How High-Bandwidth Memory Will Break Performance Bottlenecks

Rob Farber

3 years ago

Intel recently announced that High-Bandwidth Memory (HBM) will be available on select “Sapphire Rapids” Xeon SP processors and will provide the CPU backbone for the “Aurora” exascale supercomputer to be sited at Argonne National Laboratory.

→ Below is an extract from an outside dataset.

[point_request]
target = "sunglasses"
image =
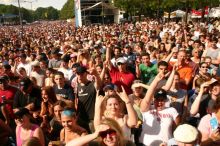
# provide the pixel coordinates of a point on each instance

Paired with Intel’s X^e HPC (codenamed “Ponte Vecchio”) compute GPUs running in a unified CPU/GPU memory environment, Aurora will deliver more than an exaflop/sec of double-precision performance. Realizing or exceeding an exaflop/sec performance metric using 64-bit data operands means programmers don’t have to take shortcuts or accept precision compromises by using reduced-precision arithmetic. It does mean that the memory system has to deliver data far more rapidly than previous generations of processors. Along with HBM for AI and data intensive applications, the Sapphire Rapids Xeon SPs also implement the Advanced Matrix Extensions (AMX), which leverages the 64-bit programming paradigm to speed tile operations and gives programmers the option of using matrix reduced-precision operations for convolutional neural networks and other applications.

Maintaining sufficient bandwidth to support 64-bit exascale supercomputing in an accelerated, unified memory computing environment is a significant achievement that is cause for serious excitement and raises expectations in both the enterprise and HPC communities. The unified memory environment means, as Argonne: “Programming techniques already in use on current systems will apply directly to Aurora.” By extension, institutional, enterprise and cloud datacenters will be able to design highly optimized systems using next generation Intel Xeon SPs for simulation, machine learning, and high performance data analytic workloads (or succinctly HPC-AI-HPDA) using applications written to run on existing systems.

Rick Stevens, associate laboratory director of computing for environment and life sciences at Argonne National Laboratory, codifies the significance of the achievement and need for HBM when he writes: “Achieving results at exascale requires the rapid access and processing of massive amounts of data. Integrating high-bandwidth memory into Intel Xeon Scalable processors will significantly boost Aurora’s memory bandwidth and enable us to leverage the power of artificial intelligence and data analytics to perform advanced simulations and 3D modeling.”

Why Is HBM Important

It has been known for a number of years that the ability of modern processors and GPUs to deliver flops has been rapidly outpacing the ability of memory systems to deliver bytes/sec. John McCalpin, the author of the well-known STREAM benchmark, noted in his SC16 invited talk Memory Bandwidth and System Balance in HPC Systems that peak flop/sec per socket was increasing by 50 percent to 60 percent per year while memory bandwidth has only been increasing by approximately 23 percent per year. He illustrated this trend with the following graph, where he charted the flops to memory bandwidth balance ratio of commercially successful systems with good memory performance relative to their competitors since 1990. Computer vendors are aware of the memory bandwidth problem and have been adding more memory channels and using faster memory DIMMs.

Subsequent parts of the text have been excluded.